Character Conflict Matrix

Stories are about drama and drama is about conflict. In most stories, you’ll have two main characters: a hero and a villain. Obviously the hero and the villain should have conflicting goals where if the hero wins, the villain loses but if the villain wins, the hero loses. Think of any sports movie like “Rocky” or “The Bad News Bears” where there can only be one winner.

Besides the two main characters (the hero and the villain) fighting each other, most stories also have two secondary characters: the mentor and the ally. Both the mentor and ally help the hero, but to strengthen any story, the mentor and ally should also be fighting against the villain in some way.

In “Avatar,” the four major characters are:

  • The hero, a Marine running around in an alien avatar’s body
  • The villain, a Marine leader who wants to wipe out the aliens
  • The ally, a scientist who trains the hero how to operate the avatar body
  • The mentor, an alien female who saves the hero and teaches him the ways of their culture

So the four major conflicts look like this:

  • The villain wants to wipe out the aliens but the hero wants to save them
  • The ally wants to learn from the aliens but the villain wants to use force to get the aliens to cooperate
  • The mentor wants to protect her way of life but the villain wants to wipe it out
  • Basically, the hero, mentor, and ally must all fight against the villain. When all three characters fight against the villain, you have a stronger story. When only the hero fights against the villain, you have a one-dimensional story.

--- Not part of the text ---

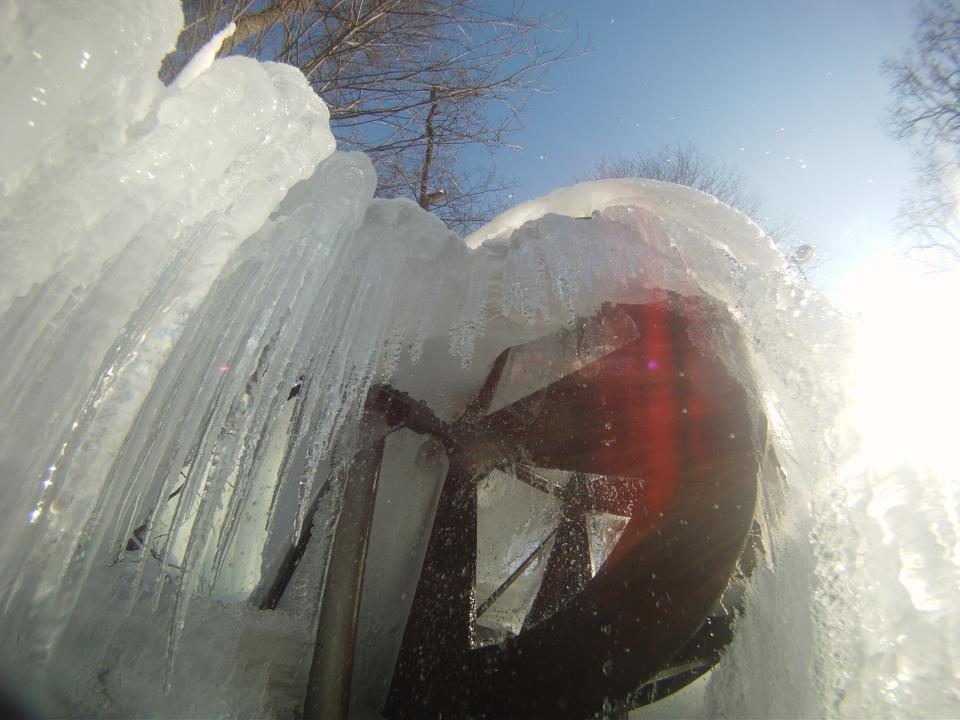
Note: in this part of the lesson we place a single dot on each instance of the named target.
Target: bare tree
(410, 82)
(925, 83)
(686, 165)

What makes a great movie like “Die Hard” so enjoyable is seeing how all the main characters have a story arc of their own that they conclude against the villain. The hero eventually kills the villain, but the ally (the hero’s wife) gets to punch the face of the TV news reporter who gave away her name and nearly got her killed, and the mentor (the black police officer) regains the confidence to shoot his gun when he shoots and kills the last terrorist. Even the limousine driver gets to ram a terrorist to get back at the villain.

The mentor and ally don’t need to defeat the villain (that’s the hero’s job) but they do need to defeat someone working on the villain’s side. By giving every major character a conflict against the villain that ultimately gets resolved, the story feels more balanced, and that just makes a stronger overall story as a result.